If you’re looking for guidance and tools to improve your use of AI in open-source intelligence investigations, look no further! This is a great roundup if you’re just starting with AI or want to expand its use in OSINT.
AI technology has radically changed how organizations and individuals use the internet. Since the release of ChatGPT, AI tools have witnessed a boost among internet users and companies alike. In the OSINT area, researchers have begun to use AI technologies to speed up the intelligence cycle.
In this article, I will discuss how AI tools can aid OSINT researchers in enhancing their capabilities during OSINT gathering activities. The article will mention use cases and give links to AI-powered tools that can help OSINT gatherers during their search. However, before we start, it is worth noting the main benefits of using AI in OSINT investigations.

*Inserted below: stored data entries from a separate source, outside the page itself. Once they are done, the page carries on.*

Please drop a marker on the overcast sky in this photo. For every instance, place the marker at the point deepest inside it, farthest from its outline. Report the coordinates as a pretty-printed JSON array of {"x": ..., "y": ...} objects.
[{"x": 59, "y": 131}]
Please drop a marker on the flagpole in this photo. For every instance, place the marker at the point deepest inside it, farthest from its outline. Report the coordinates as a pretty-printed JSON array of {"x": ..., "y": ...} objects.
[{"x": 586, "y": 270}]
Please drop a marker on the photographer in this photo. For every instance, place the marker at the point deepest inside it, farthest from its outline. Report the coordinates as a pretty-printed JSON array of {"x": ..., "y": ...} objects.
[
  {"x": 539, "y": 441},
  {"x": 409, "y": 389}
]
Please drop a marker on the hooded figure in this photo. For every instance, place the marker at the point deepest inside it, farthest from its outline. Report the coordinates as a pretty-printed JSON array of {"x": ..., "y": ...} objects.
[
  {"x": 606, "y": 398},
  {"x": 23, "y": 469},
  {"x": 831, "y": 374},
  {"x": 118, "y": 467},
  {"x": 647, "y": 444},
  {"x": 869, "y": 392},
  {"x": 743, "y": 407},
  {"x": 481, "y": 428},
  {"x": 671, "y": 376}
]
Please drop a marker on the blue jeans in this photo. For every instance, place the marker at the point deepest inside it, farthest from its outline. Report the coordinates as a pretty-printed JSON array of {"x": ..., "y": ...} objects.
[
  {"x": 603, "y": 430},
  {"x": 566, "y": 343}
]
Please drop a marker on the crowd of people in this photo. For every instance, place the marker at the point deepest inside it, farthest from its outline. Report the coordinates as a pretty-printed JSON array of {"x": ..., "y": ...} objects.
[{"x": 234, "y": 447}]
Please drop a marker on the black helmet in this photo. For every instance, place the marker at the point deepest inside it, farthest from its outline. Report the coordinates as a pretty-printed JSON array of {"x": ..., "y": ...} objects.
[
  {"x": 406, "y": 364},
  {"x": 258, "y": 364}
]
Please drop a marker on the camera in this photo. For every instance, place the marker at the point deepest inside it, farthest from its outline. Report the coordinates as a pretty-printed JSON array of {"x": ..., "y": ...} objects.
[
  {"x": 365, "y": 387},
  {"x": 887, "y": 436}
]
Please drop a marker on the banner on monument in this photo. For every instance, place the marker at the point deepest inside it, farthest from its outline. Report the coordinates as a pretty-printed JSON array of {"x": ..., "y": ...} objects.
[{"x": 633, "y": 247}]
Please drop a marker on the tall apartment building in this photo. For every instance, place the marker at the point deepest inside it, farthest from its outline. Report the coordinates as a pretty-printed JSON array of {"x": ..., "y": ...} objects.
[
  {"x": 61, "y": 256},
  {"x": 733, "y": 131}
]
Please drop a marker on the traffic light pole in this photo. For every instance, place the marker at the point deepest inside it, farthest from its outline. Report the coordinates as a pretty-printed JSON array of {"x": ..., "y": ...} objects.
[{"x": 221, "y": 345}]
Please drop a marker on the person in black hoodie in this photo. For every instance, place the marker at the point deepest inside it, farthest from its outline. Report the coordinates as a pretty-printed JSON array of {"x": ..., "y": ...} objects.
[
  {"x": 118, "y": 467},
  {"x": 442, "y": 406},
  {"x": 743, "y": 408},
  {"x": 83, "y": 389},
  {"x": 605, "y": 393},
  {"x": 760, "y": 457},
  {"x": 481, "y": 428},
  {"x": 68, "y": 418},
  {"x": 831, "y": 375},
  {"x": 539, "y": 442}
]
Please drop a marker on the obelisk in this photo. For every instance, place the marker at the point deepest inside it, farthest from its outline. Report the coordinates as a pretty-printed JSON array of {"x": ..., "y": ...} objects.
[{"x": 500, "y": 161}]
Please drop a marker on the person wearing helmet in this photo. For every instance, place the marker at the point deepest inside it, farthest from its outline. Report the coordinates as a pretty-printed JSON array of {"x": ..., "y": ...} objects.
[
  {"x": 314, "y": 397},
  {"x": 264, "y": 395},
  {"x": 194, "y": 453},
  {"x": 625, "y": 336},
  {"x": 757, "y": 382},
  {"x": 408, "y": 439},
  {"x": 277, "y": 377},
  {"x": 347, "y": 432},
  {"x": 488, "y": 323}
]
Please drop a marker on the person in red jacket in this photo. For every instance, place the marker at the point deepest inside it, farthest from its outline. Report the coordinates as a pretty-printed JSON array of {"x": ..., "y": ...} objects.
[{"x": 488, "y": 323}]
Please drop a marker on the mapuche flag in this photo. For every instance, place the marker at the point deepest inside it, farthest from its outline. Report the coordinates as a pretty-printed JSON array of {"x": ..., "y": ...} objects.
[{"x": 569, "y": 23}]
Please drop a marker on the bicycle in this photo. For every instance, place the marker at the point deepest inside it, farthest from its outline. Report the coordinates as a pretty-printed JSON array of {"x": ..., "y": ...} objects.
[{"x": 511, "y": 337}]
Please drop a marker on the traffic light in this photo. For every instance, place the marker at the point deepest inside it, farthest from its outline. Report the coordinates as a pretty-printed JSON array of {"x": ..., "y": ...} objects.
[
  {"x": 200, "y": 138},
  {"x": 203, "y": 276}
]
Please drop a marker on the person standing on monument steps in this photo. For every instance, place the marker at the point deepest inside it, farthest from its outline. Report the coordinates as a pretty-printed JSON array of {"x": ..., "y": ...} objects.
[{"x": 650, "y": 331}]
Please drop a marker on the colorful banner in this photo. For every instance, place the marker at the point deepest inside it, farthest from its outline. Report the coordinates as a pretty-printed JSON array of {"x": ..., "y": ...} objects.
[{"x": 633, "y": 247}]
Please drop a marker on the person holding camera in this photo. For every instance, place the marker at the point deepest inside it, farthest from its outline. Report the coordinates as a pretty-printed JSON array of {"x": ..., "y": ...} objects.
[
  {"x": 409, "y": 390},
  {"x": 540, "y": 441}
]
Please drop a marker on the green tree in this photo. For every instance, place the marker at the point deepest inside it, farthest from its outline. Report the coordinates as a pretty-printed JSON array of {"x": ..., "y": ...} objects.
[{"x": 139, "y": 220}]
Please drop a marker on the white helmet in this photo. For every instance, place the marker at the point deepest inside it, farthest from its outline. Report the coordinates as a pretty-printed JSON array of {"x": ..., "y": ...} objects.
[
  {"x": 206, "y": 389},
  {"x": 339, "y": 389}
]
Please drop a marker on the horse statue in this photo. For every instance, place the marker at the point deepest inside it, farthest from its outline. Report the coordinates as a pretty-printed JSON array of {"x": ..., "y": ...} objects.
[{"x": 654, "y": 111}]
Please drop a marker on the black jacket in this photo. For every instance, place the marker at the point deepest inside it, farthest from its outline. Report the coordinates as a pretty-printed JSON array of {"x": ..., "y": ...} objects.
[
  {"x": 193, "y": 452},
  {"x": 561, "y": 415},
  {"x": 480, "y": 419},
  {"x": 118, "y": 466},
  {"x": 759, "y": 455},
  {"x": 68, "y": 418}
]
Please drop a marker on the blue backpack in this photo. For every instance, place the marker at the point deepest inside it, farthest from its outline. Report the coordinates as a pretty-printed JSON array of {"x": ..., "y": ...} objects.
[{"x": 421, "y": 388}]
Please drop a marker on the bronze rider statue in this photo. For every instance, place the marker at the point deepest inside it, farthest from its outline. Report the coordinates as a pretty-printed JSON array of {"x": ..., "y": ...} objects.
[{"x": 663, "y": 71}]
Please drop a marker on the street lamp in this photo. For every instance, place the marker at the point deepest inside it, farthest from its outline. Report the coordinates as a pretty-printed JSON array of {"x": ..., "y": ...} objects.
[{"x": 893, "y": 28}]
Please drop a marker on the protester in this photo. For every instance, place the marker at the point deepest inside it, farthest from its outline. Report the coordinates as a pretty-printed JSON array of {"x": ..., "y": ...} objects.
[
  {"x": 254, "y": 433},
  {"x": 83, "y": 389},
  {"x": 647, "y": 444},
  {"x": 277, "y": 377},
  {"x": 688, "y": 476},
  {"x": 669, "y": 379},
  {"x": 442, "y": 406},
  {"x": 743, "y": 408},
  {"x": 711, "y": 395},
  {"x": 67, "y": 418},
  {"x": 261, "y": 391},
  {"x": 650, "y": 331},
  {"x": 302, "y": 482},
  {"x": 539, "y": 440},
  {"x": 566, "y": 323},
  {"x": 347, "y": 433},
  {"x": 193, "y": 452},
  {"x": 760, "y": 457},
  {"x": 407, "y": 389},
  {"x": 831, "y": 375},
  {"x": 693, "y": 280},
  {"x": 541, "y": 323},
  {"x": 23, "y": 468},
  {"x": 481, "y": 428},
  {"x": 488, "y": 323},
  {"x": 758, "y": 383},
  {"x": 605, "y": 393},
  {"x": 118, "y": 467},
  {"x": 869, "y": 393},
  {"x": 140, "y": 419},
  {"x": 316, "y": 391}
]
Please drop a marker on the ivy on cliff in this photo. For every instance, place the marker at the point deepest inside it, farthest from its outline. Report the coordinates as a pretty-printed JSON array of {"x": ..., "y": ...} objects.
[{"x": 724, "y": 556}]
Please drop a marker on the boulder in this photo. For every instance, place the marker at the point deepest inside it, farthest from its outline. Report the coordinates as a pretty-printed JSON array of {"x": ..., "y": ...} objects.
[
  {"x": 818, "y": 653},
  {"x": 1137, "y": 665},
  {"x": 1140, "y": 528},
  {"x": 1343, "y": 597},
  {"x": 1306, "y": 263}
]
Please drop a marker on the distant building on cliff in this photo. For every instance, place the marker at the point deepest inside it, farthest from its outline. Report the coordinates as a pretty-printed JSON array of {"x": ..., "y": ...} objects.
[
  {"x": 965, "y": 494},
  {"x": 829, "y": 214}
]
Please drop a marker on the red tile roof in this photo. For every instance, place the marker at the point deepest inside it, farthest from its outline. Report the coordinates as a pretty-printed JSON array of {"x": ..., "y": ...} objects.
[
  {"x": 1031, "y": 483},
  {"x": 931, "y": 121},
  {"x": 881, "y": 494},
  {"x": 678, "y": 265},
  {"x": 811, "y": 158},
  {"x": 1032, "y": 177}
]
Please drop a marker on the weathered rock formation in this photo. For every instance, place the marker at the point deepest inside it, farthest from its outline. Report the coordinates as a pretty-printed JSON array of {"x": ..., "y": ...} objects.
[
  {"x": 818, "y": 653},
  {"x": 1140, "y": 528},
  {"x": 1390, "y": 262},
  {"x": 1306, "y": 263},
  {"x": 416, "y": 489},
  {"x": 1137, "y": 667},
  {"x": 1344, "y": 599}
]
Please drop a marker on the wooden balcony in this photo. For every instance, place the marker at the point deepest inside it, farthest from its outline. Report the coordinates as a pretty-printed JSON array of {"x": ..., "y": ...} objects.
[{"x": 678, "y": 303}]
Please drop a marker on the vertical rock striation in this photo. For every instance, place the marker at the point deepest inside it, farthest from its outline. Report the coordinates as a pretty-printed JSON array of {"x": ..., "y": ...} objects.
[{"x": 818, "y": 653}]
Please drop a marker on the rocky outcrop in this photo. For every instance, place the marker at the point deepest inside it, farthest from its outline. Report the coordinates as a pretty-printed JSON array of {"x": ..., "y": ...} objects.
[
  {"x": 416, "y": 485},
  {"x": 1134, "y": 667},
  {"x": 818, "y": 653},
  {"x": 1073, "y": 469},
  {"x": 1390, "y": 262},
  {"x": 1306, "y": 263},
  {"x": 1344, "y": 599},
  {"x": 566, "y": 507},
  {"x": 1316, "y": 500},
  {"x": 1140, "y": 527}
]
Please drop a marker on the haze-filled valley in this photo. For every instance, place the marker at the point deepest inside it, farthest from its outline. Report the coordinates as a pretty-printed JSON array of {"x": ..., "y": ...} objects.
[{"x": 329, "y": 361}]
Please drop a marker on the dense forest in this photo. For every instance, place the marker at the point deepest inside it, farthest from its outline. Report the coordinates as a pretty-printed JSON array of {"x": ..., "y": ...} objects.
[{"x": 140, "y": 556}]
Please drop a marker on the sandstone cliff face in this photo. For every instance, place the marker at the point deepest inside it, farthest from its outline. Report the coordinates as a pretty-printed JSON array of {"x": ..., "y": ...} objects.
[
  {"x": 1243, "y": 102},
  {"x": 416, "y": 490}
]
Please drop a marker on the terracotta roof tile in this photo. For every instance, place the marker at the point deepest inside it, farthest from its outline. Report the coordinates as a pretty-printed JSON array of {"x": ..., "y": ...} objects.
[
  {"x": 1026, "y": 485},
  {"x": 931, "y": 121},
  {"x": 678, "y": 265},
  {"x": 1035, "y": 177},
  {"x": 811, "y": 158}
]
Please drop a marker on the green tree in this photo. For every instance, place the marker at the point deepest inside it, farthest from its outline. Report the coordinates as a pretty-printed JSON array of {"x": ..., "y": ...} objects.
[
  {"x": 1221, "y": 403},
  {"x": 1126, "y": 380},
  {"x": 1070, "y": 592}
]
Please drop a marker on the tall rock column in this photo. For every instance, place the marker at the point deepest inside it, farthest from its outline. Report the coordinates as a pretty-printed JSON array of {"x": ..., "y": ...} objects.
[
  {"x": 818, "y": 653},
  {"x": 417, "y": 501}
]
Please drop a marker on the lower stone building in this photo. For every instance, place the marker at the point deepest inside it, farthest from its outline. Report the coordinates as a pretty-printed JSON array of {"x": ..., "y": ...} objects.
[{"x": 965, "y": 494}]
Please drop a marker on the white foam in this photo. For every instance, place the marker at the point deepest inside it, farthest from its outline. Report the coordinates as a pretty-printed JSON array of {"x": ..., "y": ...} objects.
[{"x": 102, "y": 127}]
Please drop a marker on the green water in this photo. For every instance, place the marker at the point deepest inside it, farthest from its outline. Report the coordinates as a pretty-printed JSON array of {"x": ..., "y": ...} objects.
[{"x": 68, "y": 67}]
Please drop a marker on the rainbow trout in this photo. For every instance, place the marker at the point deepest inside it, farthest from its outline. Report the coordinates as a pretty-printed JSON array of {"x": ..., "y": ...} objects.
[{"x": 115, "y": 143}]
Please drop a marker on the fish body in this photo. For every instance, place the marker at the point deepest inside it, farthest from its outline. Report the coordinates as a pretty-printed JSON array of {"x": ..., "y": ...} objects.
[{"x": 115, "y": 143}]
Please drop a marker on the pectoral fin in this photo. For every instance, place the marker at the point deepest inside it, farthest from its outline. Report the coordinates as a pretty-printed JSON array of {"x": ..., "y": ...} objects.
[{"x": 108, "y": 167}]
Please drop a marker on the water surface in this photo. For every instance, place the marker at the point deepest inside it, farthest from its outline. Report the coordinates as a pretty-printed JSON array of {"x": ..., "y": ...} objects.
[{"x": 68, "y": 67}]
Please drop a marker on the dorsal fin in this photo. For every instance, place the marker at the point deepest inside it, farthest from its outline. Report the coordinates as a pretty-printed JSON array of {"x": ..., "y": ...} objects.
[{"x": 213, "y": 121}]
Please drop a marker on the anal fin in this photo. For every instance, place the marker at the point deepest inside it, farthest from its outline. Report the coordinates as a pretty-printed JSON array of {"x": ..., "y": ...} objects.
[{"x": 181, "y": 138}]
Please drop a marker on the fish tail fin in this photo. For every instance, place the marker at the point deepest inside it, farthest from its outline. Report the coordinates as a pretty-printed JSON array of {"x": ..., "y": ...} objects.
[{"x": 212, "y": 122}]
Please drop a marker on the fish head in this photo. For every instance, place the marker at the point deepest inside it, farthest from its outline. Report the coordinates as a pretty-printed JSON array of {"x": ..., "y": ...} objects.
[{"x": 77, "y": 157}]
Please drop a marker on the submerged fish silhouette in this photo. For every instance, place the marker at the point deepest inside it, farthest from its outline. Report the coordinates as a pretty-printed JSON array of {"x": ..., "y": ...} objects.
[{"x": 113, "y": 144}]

How can AI technology assist OSINT gatherers in their work?
There are numerous cases when AI-powered tools can be leveraged in OSINT. Before I list some tools, let me introduce the various use cases that OSINT researchers can benefit by using AI-powered tools in their gathering activities:
Web scraping activities
AI techniques can be used to harvest large volumes of online data from various sources, such as social media platforms, blogs, discussion forums and deep internet databases. The collected information can be used later in different scenarios, such as tracking entities over time or monitoring public behaviors over some time. Machine learning models can be trained to harvest specific types of information, such as people's comments and replies on social media to extract them automatically.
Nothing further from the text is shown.